Deep in the woods alone, reaching painfully toward an inner peace, Kim stopped and stood in silence for a time, listening to the birds overhead and the sighing of the breeze through the leaves. It was so quiet here, so beautiful, she wanted to hold this to herself forever.

Thinking so, she saw a flash of color on the ground off to her right and realized, even before she moved, that she was being given a final gift.

She walked over, following, as it happened, the steps that Finn and Darien had taken on their last walk together in the depths of winter. Then she knelt, as they had knelt, beside the bannion growing there.

Blue-green flower with red at its center like a drop of blood at the heart. They had left it, that day, gathering other flowers to take back to Vae but not this one. And so it had remained for Kim to take it for herself, tears welling at the richness of the memory it stirred: her first walk in this wood with Ysanne, looking for this flower; then a night by the lake under stars when Eilathen, summoned by flowerfire, had spun the Tapestry for her.

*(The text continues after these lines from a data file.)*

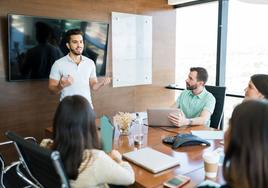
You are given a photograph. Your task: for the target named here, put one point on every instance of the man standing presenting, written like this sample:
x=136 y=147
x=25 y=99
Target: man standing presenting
x=74 y=73
x=196 y=103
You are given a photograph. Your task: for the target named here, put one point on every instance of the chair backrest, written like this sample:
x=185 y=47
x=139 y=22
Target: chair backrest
x=219 y=93
x=13 y=175
x=43 y=164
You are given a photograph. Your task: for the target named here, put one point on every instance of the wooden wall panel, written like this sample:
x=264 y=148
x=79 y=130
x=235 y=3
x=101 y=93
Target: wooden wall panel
x=27 y=107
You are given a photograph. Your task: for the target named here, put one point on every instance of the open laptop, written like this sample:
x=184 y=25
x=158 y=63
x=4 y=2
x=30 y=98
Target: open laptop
x=150 y=159
x=159 y=116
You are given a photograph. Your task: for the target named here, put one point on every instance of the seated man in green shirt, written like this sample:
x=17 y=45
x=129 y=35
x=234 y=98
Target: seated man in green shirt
x=196 y=104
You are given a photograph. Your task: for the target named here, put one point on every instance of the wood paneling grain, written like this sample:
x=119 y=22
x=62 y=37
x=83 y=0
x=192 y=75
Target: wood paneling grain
x=27 y=107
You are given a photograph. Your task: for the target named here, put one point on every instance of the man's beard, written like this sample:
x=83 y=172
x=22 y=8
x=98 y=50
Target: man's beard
x=191 y=87
x=76 y=52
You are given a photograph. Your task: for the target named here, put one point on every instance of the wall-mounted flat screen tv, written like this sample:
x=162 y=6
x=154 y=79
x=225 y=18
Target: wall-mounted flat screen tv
x=36 y=42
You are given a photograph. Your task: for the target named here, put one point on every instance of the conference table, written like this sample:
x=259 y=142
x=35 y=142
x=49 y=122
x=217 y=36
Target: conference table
x=190 y=157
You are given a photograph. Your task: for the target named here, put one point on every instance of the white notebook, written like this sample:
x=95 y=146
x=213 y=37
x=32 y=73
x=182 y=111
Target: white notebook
x=150 y=159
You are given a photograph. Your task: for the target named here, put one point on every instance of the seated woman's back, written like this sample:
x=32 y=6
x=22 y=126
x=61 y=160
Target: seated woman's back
x=75 y=137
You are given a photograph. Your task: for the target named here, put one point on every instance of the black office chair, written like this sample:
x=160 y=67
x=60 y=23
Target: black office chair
x=13 y=175
x=44 y=165
x=216 y=118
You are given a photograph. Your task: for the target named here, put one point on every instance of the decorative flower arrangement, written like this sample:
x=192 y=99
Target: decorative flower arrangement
x=123 y=120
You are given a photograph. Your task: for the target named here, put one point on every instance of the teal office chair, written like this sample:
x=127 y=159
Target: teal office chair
x=216 y=119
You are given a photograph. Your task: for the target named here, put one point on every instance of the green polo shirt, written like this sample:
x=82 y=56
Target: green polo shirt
x=192 y=105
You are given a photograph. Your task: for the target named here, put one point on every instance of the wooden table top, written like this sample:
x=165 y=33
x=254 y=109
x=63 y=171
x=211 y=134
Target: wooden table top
x=191 y=162
x=190 y=156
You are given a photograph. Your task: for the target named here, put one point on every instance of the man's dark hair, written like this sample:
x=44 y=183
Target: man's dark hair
x=202 y=74
x=71 y=32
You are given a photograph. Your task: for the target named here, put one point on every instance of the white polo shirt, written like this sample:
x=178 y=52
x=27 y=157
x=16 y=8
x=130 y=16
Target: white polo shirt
x=81 y=73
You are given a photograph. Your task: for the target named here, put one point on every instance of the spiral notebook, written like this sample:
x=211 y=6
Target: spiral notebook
x=152 y=160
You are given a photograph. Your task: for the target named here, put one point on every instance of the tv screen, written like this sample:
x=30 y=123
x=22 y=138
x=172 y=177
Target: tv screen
x=36 y=42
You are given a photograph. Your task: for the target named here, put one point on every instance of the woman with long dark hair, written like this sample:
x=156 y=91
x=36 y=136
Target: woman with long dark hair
x=75 y=137
x=246 y=147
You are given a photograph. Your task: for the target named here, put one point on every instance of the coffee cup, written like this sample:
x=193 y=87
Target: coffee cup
x=211 y=160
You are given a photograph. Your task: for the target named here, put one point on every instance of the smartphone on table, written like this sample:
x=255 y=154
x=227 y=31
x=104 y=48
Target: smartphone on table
x=177 y=181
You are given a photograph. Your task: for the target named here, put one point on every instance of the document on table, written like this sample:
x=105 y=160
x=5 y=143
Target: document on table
x=209 y=135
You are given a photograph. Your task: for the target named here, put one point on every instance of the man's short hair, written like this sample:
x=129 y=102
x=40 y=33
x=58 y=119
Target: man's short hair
x=202 y=74
x=71 y=32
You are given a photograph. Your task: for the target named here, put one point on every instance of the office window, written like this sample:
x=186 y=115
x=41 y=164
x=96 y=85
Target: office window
x=247 y=48
x=196 y=42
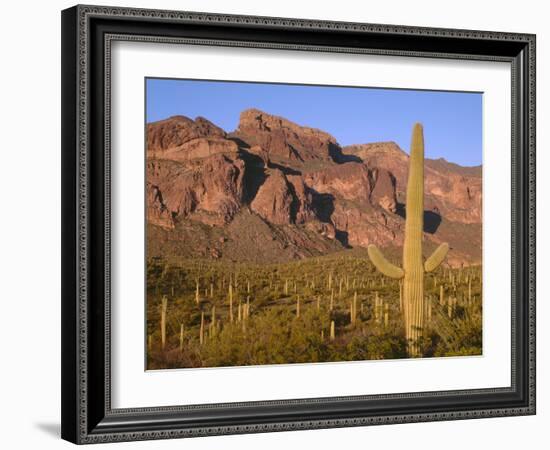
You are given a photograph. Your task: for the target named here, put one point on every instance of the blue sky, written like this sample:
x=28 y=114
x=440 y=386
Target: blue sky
x=452 y=120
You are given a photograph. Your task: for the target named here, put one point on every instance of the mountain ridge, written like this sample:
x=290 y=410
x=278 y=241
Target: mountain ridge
x=313 y=195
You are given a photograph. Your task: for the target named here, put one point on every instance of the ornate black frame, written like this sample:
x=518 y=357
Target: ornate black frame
x=87 y=416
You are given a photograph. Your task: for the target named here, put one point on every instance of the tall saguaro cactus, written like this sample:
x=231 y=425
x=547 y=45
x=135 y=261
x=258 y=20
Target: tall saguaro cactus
x=413 y=267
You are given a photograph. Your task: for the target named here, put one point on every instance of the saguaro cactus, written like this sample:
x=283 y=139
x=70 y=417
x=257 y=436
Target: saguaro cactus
x=413 y=268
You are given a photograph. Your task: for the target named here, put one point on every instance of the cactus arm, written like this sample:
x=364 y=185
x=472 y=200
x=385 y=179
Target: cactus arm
x=436 y=258
x=383 y=265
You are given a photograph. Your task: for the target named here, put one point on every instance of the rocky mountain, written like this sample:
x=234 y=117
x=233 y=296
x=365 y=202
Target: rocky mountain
x=273 y=190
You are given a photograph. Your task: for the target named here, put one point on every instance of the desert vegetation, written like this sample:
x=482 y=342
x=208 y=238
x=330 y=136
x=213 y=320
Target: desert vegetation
x=338 y=307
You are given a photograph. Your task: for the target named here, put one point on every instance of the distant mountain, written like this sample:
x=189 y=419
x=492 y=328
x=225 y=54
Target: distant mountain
x=273 y=190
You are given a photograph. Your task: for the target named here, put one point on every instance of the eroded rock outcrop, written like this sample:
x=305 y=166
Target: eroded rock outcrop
x=296 y=190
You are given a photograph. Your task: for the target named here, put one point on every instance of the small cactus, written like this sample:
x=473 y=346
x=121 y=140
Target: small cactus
x=413 y=269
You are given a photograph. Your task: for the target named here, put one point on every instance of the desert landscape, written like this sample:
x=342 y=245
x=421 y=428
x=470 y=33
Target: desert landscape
x=257 y=246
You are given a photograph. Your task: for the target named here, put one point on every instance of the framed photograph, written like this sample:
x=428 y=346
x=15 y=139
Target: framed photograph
x=280 y=224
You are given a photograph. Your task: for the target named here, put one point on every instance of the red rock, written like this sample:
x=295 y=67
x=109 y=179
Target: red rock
x=274 y=199
x=383 y=193
x=283 y=139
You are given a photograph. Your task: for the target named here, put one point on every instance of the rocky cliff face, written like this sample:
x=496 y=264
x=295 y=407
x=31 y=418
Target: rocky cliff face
x=296 y=188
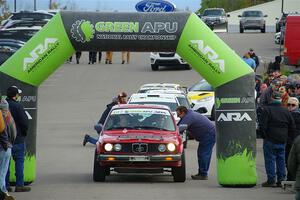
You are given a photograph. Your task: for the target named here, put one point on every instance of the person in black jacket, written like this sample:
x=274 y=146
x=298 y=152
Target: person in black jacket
x=276 y=125
x=121 y=99
x=19 y=146
x=293 y=107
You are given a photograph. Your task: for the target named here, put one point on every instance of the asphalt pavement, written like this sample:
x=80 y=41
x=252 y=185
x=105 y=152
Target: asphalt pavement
x=71 y=101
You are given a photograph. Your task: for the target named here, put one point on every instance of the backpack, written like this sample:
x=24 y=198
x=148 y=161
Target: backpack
x=10 y=128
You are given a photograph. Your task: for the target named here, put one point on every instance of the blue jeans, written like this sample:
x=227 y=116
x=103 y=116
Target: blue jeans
x=91 y=140
x=18 y=154
x=297 y=195
x=274 y=154
x=4 y=163
x=204 y=155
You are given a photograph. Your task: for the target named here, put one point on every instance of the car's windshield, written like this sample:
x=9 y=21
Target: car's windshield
x=183 y=102
x=171 y=105
x=136 y=118
x=252 y=14
x=201 y=86
x=213 y=13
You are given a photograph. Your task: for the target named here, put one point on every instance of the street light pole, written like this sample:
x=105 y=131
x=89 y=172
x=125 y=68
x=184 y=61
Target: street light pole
x=15 y=5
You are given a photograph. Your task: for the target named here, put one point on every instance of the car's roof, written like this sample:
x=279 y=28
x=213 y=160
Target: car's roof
x=155 y=97
x=143 y=106
x=172 y=85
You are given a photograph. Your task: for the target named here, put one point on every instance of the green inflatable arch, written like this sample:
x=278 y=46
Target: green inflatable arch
x=184 y=33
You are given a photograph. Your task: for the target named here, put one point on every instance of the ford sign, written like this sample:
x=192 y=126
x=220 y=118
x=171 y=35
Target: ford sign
x=154 y=6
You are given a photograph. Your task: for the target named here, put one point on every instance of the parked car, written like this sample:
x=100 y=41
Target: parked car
x=172 y=100
x=162 y=86
x=215 y=18
x=28 y=16
x=20 y=33
x=8 y=47
x=291 y=40
x=280 y=22
x=139 y=138
x=202 y=95
x=167 y=59
x=252 y=20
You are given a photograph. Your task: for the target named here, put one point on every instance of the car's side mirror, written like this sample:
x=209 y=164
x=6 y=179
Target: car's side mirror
x=202 y=110
x=98 y=128
x=182 y=128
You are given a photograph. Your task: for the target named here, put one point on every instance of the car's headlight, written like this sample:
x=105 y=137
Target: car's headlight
x=205 y=99
x=117 y=147
x=171 y=147
x=162 y=148
x=108 y=147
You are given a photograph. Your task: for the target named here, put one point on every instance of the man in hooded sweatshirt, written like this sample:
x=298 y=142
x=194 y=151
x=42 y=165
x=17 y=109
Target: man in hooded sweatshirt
x=121 y=99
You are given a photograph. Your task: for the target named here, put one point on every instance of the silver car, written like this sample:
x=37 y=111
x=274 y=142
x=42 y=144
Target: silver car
x=252 y=20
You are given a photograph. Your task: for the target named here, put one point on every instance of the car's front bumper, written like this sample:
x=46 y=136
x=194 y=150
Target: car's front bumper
x=139 y=158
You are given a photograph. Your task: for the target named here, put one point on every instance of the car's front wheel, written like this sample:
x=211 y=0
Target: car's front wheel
x=99 y=172
x=179 y=173
x=154 y=67
x=263 y=30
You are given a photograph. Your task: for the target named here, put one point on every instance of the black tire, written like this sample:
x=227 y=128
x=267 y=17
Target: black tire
x=263 y=30
x=179 y=173
x=154 y=67
x=99 y=172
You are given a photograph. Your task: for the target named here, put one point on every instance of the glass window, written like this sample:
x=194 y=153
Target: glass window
x=147 y=119
x=202 y=86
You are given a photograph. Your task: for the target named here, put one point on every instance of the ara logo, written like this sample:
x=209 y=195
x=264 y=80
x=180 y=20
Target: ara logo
x=209 y=53
x=234 y=116
x=82 y=31
x=37 y=52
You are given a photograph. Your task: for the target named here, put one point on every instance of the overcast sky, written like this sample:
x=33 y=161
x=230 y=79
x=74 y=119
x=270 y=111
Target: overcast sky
x=105 y=5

The bannion was beautiful, sea-colored around the brilliant red. She plucked it carefully and placed it in her white hair. She thought of Eilathen, of the blue-green glitter of his naked power. He too was lost to her, even if she had wanted to summon him, if only to bid farewell. Be free of flowerfire, now and evermore, Ysanne had said, at the end, releasing him from guardianship of the red Warstone.

The bannion was beautiful but powerless. It seemed to be a symbol of what had passed from her, what she could no longer do. Magic had been given to her that starry night by this lake, and it had rested in her for a tune and had gone. It would be better for her, in every way, to be in her own world, she thought, to be removed from the sharpness of these images.

She rose and started back, thinking of Loren, who had to be dealing with the same withdrawal. Just as, she realized suddenly, Matt had dealt with it for all the years he’d spent in Paras Derval, fighting the pull of Calor Diman. The two of them had come full circle together, she thought. There was a pattern in that, more beautiful and more terrible than any mortal weaving could ever be.